Le propriétaire d’un terrain enclavé peut réclamer à son voisin, en moyennant une indemnité, un droit de passage pour accéder à la voie publique. Cette demande peut également avoir lieu, alors que le terrain est inconstructible.

 

Mais alors qu’est-ce qu’un terrain enclavé ?

Un terrain enclavé est un terrain qui n’a pas d’accès propre à la voie publique.
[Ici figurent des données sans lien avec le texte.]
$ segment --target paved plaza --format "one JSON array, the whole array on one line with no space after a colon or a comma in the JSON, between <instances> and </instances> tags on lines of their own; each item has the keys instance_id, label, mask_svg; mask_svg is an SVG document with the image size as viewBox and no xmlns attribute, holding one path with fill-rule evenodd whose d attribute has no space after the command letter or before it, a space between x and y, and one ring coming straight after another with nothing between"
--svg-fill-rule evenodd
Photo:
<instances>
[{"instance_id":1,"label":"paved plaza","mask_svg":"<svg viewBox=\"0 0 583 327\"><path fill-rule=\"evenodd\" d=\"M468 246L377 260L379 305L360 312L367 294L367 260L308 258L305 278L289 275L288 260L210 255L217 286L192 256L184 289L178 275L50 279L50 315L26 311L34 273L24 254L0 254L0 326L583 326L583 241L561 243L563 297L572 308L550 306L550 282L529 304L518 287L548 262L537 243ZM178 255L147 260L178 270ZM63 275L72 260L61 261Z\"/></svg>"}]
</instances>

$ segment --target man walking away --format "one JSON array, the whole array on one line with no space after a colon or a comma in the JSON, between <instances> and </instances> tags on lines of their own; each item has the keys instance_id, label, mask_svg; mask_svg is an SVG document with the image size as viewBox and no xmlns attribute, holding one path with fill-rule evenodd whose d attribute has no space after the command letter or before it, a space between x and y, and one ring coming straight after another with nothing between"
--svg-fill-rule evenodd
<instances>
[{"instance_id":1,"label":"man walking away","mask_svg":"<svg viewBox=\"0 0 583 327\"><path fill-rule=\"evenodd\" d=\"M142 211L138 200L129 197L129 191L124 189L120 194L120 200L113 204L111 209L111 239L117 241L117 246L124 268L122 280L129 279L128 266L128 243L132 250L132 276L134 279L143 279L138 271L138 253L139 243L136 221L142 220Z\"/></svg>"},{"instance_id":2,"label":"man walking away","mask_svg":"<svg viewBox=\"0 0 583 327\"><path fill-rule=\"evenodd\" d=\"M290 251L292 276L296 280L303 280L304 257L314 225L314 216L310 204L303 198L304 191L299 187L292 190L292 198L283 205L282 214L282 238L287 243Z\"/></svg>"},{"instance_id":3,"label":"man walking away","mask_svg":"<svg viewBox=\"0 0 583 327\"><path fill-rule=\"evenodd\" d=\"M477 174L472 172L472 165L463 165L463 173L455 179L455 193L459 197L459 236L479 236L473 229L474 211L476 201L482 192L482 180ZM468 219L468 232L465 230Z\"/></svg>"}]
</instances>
Il ne possède aucun issue ou une issue insuffisante pour les besoins de son exploitation.

Si le terrain est desservi par un chemin trop étroit, trop pentu, impraticable… alors que son utilisation nécessite l’usage d’une voiture, celui-ci va être considéré comme enclavé.
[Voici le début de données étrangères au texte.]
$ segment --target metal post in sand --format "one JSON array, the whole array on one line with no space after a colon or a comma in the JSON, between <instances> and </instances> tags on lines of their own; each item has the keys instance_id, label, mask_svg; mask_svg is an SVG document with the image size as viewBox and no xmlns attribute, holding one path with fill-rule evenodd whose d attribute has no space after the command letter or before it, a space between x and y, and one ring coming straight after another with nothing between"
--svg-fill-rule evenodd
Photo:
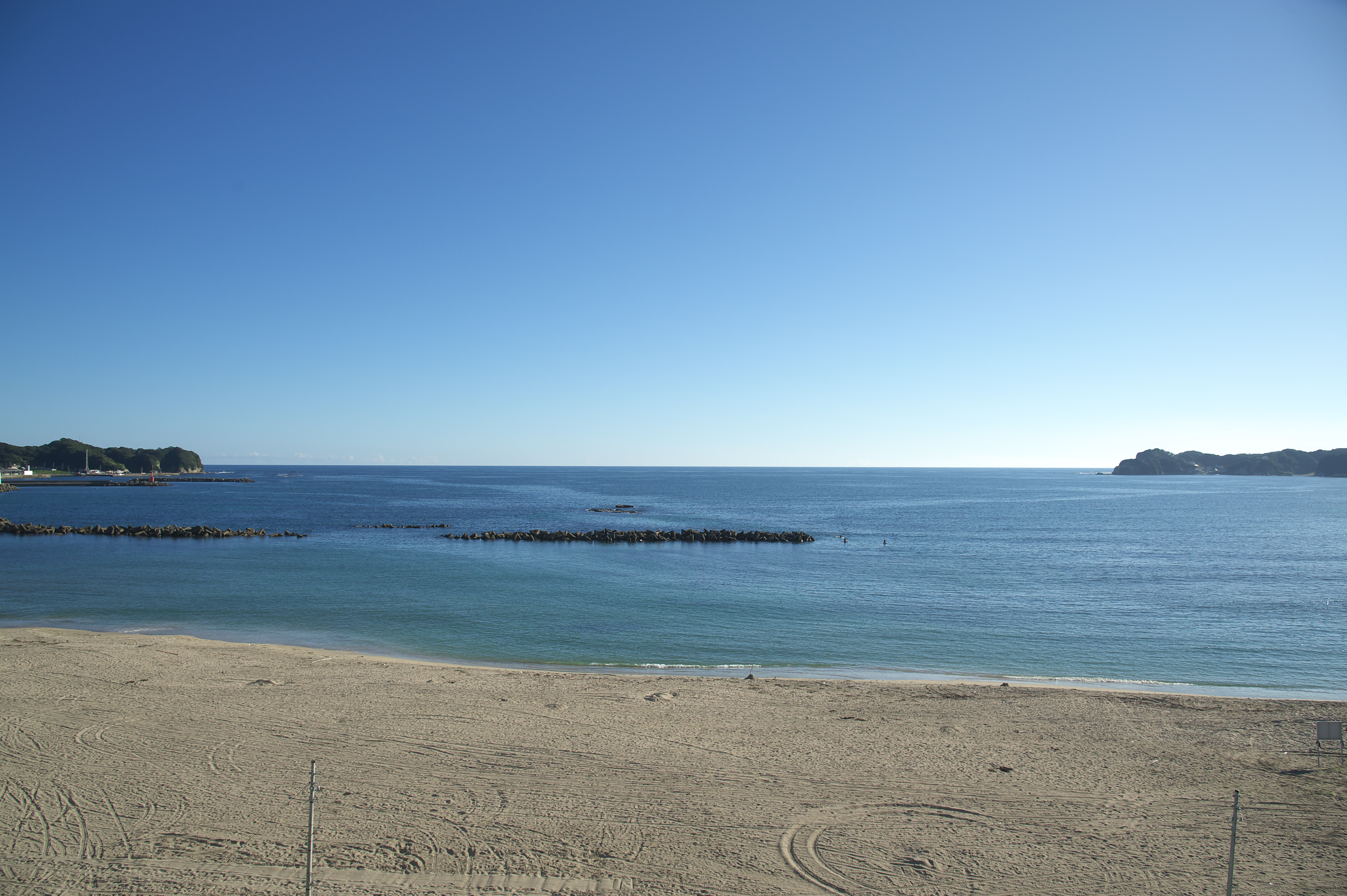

Cependant si l’accès présente seulement des incommodités ou des inconvénients mineurs qui peuvent être relativement facile à corriger, le terrain n’est pas considéré comme enclavé. Toute fois si vous êtes à l’origine de l’enclavement de votre terrain (via des travaux d’aménagement ou de construction), vous ne pourrez pas exiger un doit de passage auprès de vos voisins.

 

Voici un exemple de terrain enclavé :

 

Ici le terrain A est entouré des parcelles B, C et D, qui appartiennent à d’autres propriétaires. Le terrain A est alors enclavé, puisqu’il est impossible d’accéder à la rue sans passer chez l’un des voisins.

 

Le droit de passage

C’est le propriétaire qui doit demander un droit de passage sur les terrains de ses voisins, le locataire lui ne peut pas l’exiger. Si vous êtes locataire, dirigez-vous auprès de votre propriétaire pour qu’il puisse réaliser les démarches nécessaires auprès des voisins concernés.
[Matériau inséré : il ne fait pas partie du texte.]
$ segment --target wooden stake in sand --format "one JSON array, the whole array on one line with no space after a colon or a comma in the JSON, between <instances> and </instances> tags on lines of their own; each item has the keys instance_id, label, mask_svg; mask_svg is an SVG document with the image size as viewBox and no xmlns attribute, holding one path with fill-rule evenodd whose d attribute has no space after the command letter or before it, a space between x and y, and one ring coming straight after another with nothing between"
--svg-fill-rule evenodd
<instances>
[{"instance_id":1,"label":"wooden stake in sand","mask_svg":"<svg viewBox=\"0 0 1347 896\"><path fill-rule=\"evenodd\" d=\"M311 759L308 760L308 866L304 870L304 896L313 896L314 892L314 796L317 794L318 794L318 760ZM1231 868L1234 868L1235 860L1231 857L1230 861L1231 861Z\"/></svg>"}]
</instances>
Le choix de votre tracé doit être le plus court possible, entre votre terrain et la voie publique. Néanmoins vous pouvez réaliser un tracé plus long s’il est moins dommageable pour la propriété de votre voisin.

 

Vous avez tout à intérêt à stipuler par écrit les modalités d’exercice de cette servitude : les tracés, le montant de l’indemnité, l’entretien que cela va générer… Le mieux est de faire appel à un notaire, seuls les actes authentiques peuvent faire l’objet d’une publicité foncière à la conservation des hypothèques. Cependant, vous pouvez réaliser cet accord sans l’intervention d’un notaire à la rédaction de l’acte. Mais à défaut d’accord avec votre voisinage, le réel besoin de votre droit de passage sera déterminé par un juge. Il déterminera également le tracé du passage et le montant de l’indemnité perçu par le propriétaire du terrain voisin.

 

Les indemnisations et frais d’entretien

Une fois le droit de passage sur le terrain voisin accordé, vous allez devoir verser une indemnité au propriétaire du terrain. Le montant de cette indemnité varie en fonction du dommage causé au propriétaire, par ce droit de passage. Plusieurs dommages peuvent donc faire l’objet d’une indemnisation financière :

  • Construction du passage, arbres arrachés, mur détruit…
  • Bruit, va et vient permanent sur le terrain traversé
  • Moins-value subie par le terrain du fait de la servitude de passage

Les frais de construction et d’entretien seront à la charge de propriétaire, si une route ou un chemin pour accéder à la voie publique ont dû être construit. Toutefois une convention contraire est possible.